The presence of Middle Eastern females in athletics is increasingly recognized. In its latest market expansion, Nike announced the Nike Pro Hijab, a new sportswear product geared toward female Muslim athletes. The hijab will be released next spring, according to Vogue Arabia.
The Pro Hijab is made of thin material, and has tiny holes to make it breathable for the athletes’ active lifestyles, CNN reported.
Students at John Brown University responded to Nike’s Pro Hijab. Taylor Genser, sophomore elementary education major, said she was excited to hear that Nike is going to be more inclusive in their products.
“I think that to have a company that is so in the public eye doing something to promote equality – it’s just really encouraging to see that,” Genser said. “I think it’s cool [because Nike is] a brand that a lot of athletic people take pride in. Now people can have head coverings that have the Nike logo on them. They can take pride in owning that, and it’s not just something that they have to have.”
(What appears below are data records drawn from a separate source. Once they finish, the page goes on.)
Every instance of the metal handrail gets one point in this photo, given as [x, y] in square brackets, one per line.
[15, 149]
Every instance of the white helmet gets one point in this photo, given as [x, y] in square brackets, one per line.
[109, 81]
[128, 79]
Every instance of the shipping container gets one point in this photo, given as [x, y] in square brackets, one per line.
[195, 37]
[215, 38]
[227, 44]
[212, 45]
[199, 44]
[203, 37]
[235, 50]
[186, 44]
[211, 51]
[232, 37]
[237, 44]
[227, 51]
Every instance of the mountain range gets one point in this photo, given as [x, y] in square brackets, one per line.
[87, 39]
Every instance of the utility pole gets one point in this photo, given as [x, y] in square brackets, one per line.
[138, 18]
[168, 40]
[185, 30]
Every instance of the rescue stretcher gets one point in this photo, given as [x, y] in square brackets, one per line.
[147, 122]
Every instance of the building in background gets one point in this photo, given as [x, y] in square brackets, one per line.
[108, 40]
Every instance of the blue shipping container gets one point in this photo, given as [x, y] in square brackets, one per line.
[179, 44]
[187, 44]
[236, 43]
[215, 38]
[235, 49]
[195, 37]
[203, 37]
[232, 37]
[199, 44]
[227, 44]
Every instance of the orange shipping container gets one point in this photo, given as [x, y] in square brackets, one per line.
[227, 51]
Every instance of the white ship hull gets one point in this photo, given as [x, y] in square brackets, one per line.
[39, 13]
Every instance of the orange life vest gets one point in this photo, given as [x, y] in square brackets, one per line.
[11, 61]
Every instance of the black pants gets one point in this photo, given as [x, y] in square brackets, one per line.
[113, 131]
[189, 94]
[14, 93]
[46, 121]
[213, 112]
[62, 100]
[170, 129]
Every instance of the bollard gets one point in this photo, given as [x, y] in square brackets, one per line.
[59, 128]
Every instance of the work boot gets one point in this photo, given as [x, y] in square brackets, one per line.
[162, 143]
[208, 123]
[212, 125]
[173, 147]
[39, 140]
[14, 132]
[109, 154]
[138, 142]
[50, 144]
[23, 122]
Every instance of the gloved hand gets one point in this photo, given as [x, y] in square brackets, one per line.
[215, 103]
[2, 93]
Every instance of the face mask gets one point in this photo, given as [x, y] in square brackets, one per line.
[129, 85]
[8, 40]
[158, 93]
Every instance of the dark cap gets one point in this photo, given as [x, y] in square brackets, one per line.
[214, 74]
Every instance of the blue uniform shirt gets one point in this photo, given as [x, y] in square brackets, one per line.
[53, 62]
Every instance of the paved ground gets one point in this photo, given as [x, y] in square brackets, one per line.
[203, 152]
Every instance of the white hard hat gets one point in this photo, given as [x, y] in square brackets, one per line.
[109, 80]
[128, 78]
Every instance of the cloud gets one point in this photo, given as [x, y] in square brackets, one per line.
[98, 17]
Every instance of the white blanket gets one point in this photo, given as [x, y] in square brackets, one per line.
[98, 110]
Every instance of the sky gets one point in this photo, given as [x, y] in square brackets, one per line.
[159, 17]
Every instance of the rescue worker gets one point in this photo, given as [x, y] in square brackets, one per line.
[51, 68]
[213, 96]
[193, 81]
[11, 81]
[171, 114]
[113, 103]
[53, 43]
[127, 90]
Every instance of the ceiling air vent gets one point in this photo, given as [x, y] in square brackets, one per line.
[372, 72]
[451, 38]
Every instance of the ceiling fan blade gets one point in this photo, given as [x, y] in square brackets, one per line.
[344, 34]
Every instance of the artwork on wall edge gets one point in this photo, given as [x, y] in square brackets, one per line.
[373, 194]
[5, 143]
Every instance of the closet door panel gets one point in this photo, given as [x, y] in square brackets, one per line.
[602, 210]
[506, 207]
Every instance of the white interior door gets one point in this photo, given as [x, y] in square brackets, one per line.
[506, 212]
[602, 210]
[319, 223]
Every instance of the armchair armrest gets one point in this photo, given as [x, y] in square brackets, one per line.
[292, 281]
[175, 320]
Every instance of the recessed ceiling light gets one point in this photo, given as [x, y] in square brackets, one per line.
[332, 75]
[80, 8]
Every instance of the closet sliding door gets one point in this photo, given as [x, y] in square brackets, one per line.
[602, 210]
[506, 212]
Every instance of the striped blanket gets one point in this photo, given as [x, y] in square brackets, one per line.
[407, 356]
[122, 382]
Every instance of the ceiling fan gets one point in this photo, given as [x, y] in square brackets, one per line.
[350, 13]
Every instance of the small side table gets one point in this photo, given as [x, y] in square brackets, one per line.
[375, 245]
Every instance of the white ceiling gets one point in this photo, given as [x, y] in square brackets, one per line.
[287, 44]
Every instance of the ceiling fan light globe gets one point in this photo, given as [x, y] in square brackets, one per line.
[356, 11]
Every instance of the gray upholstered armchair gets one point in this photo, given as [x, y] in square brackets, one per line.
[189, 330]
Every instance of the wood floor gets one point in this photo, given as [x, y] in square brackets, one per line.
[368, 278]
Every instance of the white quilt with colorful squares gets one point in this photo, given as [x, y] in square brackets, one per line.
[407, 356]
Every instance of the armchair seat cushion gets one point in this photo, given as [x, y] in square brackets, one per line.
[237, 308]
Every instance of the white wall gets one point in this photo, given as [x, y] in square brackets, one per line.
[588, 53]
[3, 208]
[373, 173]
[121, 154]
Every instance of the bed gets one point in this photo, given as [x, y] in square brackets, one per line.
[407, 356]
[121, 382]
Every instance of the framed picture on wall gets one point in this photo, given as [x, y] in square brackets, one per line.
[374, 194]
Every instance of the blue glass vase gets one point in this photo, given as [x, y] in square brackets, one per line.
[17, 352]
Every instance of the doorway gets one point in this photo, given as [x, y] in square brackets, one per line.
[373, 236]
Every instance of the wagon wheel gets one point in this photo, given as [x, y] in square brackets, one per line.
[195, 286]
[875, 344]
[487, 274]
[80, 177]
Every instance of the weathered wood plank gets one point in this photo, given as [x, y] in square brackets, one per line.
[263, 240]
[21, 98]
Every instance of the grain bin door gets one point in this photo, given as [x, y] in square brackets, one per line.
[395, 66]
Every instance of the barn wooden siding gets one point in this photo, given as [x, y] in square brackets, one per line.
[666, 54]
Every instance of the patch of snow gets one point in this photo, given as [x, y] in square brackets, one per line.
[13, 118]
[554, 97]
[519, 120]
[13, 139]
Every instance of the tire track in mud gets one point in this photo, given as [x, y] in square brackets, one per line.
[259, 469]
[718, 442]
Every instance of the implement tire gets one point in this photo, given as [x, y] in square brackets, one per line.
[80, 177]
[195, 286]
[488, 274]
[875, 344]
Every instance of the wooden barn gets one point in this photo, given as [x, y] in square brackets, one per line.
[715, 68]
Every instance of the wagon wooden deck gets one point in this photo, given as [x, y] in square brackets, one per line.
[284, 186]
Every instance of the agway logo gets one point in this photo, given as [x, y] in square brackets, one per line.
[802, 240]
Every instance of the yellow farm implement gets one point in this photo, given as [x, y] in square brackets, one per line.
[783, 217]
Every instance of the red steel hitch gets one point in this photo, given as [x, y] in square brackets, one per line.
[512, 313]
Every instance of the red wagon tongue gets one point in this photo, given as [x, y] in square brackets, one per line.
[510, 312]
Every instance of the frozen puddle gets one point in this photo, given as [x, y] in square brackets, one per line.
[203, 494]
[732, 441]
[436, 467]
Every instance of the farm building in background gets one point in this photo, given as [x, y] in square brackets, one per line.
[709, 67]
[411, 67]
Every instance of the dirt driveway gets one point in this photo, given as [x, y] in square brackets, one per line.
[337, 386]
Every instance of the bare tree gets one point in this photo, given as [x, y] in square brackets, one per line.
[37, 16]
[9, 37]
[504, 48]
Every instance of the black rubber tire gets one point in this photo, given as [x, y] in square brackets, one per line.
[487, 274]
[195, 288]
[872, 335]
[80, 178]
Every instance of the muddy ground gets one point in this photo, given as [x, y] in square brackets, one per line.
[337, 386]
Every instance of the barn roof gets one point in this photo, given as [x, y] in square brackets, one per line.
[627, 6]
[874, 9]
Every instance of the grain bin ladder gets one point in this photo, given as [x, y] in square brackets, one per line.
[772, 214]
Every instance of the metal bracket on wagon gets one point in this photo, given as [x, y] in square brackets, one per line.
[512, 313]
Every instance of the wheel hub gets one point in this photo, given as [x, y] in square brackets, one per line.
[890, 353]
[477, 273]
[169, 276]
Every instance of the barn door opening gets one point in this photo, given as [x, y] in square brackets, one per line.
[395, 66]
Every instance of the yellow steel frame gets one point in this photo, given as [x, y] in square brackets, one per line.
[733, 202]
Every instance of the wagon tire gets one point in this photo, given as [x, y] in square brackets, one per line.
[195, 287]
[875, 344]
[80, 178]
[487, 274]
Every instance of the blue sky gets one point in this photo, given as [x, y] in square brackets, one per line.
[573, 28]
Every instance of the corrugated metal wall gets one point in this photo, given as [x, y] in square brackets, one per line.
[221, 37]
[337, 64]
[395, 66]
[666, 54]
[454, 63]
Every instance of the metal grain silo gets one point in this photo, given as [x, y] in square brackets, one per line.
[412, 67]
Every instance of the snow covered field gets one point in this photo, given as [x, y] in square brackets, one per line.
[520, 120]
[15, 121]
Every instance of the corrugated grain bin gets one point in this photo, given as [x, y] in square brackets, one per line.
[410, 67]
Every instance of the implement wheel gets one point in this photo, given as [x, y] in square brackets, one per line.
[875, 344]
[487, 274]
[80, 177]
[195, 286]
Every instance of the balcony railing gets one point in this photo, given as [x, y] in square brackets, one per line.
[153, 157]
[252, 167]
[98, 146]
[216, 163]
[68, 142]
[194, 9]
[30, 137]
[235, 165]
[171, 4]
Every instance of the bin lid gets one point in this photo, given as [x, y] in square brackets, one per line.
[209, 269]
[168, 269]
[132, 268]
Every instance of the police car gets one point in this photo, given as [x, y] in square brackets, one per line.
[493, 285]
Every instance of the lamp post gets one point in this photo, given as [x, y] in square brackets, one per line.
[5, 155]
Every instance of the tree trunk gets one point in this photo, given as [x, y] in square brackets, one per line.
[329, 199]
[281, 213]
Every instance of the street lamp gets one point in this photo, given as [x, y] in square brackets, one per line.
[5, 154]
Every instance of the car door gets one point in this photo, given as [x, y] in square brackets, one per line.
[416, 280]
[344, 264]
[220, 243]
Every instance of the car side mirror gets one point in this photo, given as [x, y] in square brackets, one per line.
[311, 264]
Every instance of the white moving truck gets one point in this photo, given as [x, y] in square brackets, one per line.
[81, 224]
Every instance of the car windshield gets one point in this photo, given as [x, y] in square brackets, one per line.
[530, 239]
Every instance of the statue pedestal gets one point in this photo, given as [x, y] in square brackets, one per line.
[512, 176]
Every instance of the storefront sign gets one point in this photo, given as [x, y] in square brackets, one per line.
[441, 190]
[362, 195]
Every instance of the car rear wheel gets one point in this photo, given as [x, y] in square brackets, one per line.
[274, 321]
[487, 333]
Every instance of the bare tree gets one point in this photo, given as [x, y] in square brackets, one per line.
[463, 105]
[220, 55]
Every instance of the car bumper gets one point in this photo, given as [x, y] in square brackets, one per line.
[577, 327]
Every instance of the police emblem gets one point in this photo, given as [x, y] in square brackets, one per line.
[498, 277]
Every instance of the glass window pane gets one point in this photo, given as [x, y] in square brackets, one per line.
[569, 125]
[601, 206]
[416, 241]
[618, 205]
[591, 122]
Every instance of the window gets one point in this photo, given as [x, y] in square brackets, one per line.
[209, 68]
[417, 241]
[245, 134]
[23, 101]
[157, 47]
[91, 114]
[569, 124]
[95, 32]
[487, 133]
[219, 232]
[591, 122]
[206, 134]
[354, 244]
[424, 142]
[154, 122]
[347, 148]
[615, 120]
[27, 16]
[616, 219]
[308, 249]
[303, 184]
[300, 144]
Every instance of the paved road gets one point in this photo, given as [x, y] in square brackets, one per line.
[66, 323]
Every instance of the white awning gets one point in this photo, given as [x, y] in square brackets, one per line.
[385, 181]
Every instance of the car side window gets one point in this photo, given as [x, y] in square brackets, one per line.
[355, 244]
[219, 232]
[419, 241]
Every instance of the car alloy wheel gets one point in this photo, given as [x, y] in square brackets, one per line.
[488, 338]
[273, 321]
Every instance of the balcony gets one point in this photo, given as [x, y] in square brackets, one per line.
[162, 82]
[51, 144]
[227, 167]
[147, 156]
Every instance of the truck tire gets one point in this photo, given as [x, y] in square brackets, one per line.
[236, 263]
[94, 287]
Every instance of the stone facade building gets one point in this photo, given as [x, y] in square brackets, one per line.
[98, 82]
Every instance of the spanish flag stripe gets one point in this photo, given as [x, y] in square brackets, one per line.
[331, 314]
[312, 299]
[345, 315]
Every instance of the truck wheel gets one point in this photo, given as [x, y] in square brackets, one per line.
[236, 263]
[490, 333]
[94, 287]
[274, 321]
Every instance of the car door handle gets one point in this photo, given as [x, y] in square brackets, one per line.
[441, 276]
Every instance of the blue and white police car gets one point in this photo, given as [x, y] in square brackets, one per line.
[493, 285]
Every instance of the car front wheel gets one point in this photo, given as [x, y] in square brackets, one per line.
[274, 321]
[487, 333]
Zahra Lari, the first international figure skater from the United Arab Emirates announced on instagram that she is “super excited” to be part of the Nike Pro Hijab campaign.
“People may think or tell you that you can’t do certain things, but I’m going to show them you absolutely can. I am covered, I am Muslim, I am from a desert country, and I’m doing a winter sport,” Lari said, according to Vogue Arabia.
Nike+ Run Club Coach Manal Rostom spoke to Vogue Arabia about the barrier-breaking implications of the Nike Pro Hijab.
“There are a lot of…women and girls who are breaking barriers. For me growing up, though, I never had these women to look up to. I had to break these barriers for myself,” Rostom said, according to Vogue Arabia.
Colleen Dyer, junior history major, said she is somewhat neutral on the issue, but that she does see how encouraging it is.
“I don’t have a problem with it, but I’m not like, ‘wow, bless!’,”Dryer said.
Dryer continued by stating “I agree that for [muslim women] to have an opportunity to participate in activities they couldn’t previously be a part of because of their religion is encouraging,” Dyer said.
Elizabeth Jones, sophomore music major, agreed that Nike’s inclusion is encouraging, but said she had other concerns.
“I think it’s great, but there are other Muslim owned and operated companies that have been producing these for a few years,” Jones said. “While it’s great that it’s being done by such a big company, it would be better to support the small businesses.”
Lari left Vogue Arabia with a final statement regarding what the release of the Nike Pro Hijab means to women like her.
“People should know that Emirati athletes are strong,” Lari told Vogue Arabia. “We’re confident women who know what we want to do, and we work very hard to accomplish what needs to be accomplished.”